Development of Parallel Relational Database Machine Using Hash and Sort

Research Project

Project/Area Number	59880004
Research Category	Grant-in-Aid for Developmental Scientific Research
Allocation Type	Single-year Grants
Research Field	Informatics
Research Institution	The University of Tokyo
Principal Investigator	TANAKA Hidehiko 東京大学, 工, 助教授 (60011102)
Project Period (FY)	1984 – 1985
Keywords	Database System / Database Machine / Hash / Sort / Multidimensional Clustering / Hardware Sorter / マルチプロセッサ
Research Abstract	The objective of this research was to develop a parallel relational database machine which can keep the high performance even for congested accesses to the large database. The machine design is based on the data stream model which enables us to execute operations along the stream of data.
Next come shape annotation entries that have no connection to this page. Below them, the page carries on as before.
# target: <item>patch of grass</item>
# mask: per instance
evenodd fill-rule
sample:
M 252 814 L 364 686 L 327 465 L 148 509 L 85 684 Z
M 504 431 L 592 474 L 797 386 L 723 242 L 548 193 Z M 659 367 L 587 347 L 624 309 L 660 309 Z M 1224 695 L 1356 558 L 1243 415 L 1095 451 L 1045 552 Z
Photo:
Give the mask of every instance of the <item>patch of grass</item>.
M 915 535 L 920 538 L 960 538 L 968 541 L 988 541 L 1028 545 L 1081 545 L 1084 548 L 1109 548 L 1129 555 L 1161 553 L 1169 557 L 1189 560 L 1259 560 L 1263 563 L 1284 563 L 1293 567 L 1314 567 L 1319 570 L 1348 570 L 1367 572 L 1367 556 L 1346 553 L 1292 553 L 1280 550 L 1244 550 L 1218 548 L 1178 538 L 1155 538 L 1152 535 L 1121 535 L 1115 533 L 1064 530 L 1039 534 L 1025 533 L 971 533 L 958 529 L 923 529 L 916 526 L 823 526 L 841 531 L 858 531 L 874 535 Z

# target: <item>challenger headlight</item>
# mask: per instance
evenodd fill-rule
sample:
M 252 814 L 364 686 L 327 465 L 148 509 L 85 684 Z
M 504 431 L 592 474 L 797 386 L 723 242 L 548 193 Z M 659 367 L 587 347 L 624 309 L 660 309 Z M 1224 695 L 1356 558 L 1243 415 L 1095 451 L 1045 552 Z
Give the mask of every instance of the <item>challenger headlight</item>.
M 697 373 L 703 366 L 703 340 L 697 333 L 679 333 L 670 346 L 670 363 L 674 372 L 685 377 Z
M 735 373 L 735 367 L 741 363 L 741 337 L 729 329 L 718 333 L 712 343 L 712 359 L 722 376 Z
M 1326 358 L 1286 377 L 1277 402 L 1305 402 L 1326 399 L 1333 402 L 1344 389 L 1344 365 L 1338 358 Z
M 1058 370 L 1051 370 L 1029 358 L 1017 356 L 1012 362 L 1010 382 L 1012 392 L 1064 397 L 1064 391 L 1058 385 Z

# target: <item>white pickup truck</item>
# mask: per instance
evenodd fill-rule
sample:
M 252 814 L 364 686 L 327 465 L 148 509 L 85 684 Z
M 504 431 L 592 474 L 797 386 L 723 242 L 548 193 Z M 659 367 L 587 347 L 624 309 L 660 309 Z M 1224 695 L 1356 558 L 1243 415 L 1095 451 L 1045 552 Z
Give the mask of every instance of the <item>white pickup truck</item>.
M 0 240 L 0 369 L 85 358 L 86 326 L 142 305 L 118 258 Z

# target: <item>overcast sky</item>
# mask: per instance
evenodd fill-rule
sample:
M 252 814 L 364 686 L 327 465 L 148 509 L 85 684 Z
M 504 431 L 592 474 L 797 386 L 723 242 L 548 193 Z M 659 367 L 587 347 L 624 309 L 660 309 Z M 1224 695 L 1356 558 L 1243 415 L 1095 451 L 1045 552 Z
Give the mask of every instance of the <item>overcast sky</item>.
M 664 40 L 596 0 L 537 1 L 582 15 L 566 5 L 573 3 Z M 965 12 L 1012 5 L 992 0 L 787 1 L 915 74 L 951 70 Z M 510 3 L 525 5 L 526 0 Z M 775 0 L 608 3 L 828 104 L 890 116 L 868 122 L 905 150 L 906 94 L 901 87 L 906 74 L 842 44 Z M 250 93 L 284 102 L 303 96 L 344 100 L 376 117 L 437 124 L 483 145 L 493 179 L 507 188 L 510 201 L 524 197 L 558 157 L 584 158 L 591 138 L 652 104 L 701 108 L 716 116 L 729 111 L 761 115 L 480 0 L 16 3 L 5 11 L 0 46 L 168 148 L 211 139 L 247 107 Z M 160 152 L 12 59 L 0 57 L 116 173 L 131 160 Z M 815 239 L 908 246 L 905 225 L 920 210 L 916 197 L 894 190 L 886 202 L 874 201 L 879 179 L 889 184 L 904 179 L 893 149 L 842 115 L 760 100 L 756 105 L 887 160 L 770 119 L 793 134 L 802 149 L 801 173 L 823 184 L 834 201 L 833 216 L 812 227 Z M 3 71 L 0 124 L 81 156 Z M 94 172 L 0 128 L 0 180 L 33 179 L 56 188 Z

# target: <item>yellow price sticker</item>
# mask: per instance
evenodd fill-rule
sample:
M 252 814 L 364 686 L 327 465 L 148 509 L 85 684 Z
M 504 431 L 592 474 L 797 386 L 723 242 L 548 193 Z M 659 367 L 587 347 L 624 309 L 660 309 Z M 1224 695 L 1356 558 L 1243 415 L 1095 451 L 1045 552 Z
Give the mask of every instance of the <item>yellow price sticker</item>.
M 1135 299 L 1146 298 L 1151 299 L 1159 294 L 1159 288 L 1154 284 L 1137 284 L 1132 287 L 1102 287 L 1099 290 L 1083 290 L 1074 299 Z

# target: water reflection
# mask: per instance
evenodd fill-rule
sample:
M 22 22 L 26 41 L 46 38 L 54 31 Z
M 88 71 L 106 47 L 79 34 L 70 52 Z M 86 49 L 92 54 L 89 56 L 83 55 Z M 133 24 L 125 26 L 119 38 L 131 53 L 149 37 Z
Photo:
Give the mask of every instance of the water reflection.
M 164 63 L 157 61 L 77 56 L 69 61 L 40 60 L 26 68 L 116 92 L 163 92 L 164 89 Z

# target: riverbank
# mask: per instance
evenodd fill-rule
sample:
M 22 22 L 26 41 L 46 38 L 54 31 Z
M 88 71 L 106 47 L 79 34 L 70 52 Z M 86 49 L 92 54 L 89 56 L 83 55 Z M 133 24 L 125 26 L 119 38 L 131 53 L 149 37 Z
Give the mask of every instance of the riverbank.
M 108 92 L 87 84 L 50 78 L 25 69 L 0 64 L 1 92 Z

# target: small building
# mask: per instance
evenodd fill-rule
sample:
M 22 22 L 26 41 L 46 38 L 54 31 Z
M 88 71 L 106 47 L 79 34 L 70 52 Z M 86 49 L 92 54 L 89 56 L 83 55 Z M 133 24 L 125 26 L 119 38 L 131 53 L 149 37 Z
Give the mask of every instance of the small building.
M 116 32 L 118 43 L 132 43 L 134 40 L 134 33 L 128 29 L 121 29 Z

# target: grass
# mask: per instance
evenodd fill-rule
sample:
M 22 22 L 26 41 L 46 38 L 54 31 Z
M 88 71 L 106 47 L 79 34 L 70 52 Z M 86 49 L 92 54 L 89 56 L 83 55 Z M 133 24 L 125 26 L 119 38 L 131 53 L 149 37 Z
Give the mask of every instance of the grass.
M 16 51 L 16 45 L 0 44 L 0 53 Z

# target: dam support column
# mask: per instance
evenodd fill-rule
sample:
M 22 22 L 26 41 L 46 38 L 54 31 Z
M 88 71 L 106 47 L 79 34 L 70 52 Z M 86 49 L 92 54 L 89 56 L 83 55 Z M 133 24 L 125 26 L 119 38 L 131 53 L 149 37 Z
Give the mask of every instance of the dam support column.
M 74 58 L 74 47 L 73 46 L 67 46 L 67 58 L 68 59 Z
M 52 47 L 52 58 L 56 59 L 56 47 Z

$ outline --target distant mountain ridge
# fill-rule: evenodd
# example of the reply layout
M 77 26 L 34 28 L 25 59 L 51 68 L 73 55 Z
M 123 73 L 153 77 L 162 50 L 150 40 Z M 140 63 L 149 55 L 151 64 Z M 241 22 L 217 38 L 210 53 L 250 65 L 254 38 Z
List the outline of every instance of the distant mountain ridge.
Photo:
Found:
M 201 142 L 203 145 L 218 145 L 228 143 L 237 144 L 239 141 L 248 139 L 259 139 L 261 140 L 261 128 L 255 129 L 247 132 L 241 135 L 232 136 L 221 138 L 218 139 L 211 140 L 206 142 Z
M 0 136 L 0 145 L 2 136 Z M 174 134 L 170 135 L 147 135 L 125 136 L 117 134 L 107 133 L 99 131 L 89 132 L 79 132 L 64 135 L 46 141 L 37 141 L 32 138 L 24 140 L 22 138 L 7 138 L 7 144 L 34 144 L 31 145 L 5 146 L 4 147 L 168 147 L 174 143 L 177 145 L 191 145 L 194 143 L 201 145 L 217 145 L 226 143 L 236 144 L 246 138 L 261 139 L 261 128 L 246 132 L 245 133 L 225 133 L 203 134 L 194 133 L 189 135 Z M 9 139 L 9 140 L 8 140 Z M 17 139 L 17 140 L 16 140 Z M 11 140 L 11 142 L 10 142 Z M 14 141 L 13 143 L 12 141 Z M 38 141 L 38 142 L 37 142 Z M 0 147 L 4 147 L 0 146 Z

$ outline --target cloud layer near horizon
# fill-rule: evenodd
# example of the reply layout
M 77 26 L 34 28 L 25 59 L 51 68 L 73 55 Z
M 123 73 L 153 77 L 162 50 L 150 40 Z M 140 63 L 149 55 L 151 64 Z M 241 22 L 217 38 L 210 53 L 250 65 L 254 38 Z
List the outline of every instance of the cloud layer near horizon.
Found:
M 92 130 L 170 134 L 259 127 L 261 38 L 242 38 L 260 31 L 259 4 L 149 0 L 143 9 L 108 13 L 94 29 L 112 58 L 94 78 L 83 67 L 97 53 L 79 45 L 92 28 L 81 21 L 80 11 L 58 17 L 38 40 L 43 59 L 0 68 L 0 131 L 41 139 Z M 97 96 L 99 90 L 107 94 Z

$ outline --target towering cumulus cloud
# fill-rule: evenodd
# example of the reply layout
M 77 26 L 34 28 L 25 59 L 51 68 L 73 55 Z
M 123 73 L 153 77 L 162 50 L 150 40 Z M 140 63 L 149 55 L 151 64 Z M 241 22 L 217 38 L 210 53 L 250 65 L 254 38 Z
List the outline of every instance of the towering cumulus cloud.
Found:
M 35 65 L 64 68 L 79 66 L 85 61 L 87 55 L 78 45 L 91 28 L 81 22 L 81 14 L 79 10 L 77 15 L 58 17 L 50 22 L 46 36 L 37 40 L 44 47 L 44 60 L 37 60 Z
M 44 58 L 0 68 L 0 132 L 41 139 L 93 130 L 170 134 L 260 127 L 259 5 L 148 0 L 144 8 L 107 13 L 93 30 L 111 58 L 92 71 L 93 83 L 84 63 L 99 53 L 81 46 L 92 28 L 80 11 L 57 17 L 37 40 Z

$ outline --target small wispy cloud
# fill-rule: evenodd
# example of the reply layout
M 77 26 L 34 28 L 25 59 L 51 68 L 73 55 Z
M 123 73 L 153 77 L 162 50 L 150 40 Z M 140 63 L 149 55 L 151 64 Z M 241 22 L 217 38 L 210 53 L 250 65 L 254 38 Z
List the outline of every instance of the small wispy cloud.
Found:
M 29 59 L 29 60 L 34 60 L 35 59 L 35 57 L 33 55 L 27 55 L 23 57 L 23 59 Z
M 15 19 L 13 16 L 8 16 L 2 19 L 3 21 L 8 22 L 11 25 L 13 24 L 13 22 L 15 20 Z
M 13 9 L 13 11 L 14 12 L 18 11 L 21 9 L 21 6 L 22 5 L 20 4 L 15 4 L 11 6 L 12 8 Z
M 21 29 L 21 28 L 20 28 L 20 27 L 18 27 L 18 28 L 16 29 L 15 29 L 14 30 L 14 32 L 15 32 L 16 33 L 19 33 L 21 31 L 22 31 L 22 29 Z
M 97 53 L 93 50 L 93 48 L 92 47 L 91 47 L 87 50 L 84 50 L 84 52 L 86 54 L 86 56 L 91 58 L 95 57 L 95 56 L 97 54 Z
Together with the following results, we believe that our objective was fully achieved. The results can be summarized from the view point of data stream processing, generation, and control: 1. (data stream processing) To implement the data stream model, we need the linear time algorithms for every relational algebra operation. Our approach is based on the clustering effect of hash and linear time sorting of data, the latter of which is realized by the hardware sorter. The prototype sorter (the second version) can sort data at the rate of 3MB/sec, and exposes no limitation on the length of record, the number of records, and the number of data streams to be sorted. 2. (data stream generation) In our design, the performance is dominated by the initial generation of data streams from disks. We developed the adaptive multidimensional clustering technique and evaluated its detailed performance. It was shown that the technique can reduce the average number of page accesses largely, hence can generate the initial data streams quite efficiently. 3. (data stream control) In our machine, the data streams are made so autonomous that they can flow through the machine without any centralized control. As a result, the controller of the machine is much less burdened than others: it is invoked only when the data streaming is to start or end. Our design utilizes the data flow control to determine the order of operation executions. Its performance evaluation shows that the control overhead is very little and that it is easy to implement.